24.5% more consumers in retail lending: TransUnion CIBIL


08 May 2019 | 4 min min read

While corporate loan asset quality is coming under pressure, banks are increasingly moving to retail lending. The retail lending market rose significantly over the past year.

As a result of that, the number of consumers who have access to some of the retail loans such as home loans, personal loans, credit cards, etc. has increased by 24.5% to reach 26.1 trillion in the first quarter of 2018-19, this is mainly due to a 31% rise in the number of live accounts in the first quarter of 2018. However, the delinquency rates for the first quarter of 2018 remained stagnant compared to the last year.

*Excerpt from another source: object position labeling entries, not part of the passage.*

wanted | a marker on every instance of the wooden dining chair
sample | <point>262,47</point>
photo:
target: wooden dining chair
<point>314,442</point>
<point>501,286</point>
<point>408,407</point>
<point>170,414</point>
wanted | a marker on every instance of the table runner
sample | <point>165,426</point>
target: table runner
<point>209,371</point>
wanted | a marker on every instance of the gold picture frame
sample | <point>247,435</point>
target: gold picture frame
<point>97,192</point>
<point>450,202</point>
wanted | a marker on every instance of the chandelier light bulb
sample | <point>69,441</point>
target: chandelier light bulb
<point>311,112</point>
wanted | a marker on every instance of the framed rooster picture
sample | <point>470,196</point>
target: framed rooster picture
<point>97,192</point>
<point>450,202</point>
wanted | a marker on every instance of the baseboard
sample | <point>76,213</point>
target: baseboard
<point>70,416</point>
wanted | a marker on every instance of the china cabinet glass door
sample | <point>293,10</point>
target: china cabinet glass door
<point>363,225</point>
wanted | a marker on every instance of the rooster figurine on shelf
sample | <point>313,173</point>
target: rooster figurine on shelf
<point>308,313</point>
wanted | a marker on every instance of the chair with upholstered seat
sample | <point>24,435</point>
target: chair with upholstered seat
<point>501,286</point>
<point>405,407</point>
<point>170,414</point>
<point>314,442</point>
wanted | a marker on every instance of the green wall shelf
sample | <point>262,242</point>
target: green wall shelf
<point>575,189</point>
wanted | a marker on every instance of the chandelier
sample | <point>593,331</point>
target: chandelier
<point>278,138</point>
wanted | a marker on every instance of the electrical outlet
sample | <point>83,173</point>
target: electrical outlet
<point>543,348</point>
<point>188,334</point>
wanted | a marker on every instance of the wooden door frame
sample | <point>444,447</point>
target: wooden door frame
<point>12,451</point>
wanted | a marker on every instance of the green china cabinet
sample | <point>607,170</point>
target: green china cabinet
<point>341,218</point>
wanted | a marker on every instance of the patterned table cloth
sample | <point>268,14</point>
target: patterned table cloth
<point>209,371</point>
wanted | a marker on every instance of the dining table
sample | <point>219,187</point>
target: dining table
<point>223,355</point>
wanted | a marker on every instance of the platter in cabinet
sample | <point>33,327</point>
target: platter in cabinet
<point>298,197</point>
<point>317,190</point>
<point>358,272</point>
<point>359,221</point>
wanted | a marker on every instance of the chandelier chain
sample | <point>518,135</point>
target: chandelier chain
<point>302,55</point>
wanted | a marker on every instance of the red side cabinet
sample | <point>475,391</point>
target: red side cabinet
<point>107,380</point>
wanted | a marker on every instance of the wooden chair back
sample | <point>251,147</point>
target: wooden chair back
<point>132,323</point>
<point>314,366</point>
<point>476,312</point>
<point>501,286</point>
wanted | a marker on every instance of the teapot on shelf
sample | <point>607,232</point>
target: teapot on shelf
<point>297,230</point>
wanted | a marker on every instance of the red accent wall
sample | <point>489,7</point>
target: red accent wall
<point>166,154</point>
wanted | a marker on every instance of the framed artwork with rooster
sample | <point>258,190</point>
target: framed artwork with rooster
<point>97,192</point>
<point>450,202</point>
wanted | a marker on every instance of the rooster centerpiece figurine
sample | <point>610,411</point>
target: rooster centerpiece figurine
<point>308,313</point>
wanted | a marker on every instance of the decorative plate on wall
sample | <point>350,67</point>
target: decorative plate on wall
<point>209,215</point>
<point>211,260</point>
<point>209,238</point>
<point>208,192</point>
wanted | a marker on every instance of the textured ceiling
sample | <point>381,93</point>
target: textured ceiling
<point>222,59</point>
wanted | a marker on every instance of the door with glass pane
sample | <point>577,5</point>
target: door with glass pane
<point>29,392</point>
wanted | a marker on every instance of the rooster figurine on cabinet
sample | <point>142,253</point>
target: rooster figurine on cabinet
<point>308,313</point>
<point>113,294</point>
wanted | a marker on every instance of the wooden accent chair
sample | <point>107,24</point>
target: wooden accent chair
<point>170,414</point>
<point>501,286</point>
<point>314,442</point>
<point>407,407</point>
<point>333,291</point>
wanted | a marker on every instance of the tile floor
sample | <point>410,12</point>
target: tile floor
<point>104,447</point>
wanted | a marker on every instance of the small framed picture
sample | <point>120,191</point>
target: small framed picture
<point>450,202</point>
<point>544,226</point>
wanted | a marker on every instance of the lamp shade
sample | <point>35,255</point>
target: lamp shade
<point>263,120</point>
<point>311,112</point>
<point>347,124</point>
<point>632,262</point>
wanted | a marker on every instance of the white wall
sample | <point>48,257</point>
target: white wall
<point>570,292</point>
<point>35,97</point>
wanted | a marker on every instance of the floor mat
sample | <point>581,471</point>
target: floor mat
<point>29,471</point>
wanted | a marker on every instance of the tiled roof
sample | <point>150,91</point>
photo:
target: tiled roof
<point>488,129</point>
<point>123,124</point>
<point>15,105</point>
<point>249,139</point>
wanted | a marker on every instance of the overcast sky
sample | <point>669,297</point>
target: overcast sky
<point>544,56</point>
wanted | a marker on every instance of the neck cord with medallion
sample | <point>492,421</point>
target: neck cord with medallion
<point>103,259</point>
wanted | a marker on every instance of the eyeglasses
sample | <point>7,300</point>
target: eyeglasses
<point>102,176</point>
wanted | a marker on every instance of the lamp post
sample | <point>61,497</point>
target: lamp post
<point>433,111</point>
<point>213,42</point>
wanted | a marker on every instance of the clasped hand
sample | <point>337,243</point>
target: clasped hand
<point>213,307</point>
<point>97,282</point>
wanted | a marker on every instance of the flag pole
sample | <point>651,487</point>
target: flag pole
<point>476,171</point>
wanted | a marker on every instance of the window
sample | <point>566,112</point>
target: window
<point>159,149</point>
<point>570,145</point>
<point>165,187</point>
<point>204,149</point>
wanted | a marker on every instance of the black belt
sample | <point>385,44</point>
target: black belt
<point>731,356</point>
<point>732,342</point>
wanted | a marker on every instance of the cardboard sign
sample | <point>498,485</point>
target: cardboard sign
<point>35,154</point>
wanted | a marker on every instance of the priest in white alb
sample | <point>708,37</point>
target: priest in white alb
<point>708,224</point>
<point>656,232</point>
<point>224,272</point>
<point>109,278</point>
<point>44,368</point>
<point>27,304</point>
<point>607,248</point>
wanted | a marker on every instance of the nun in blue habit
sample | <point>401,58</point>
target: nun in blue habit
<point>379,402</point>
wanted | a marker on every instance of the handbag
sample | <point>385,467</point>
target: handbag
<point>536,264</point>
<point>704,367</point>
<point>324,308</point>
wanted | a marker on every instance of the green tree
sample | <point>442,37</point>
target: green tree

Retail lending grew due to a combination of positive factors on both the demand and supply side. “While the increased focus of banks and non-banking financial companies (NBFCs), and increased capital availability drive the supply; increasing economic growth and domestic demand are the driving forces behind the sharp rise in demand,” says Yogendra Singh, vice-president of research and consulting, TransUnion CIBIL.

While delinquency rate for home loans and credit card increased marginally by 4 basis points and 9 basis points respectively, loans against property went up by 33 basis points.

The number of accounts has seen a steep rise for all major retail products, including auto loans, personal loans, consumer durable loans, credit cards, home loans, and loans against property over the past year, with consumer durable loans showing the strongest growth of 83% in the first quarter of 2018.

As the average ticket size of retail loans grew marginally, the rise in retail lending market was mainly driven by high volume growth.

The retail lending industry continued to see robust and sustainable growth. Account opening and balances increased extensively over the past year. An increasing number of consumers gained access to credit, while delinquency rates were somewhat under control and generally remained flat or trended downward. Default rates have declined moderately by 0.83% and 0.43% in auto and consumer durable loans respectively.

“It is the sign of a robust and maturing economy that more consumers are viewing credit as a useful tool in managing personal finances”, CIBIL added.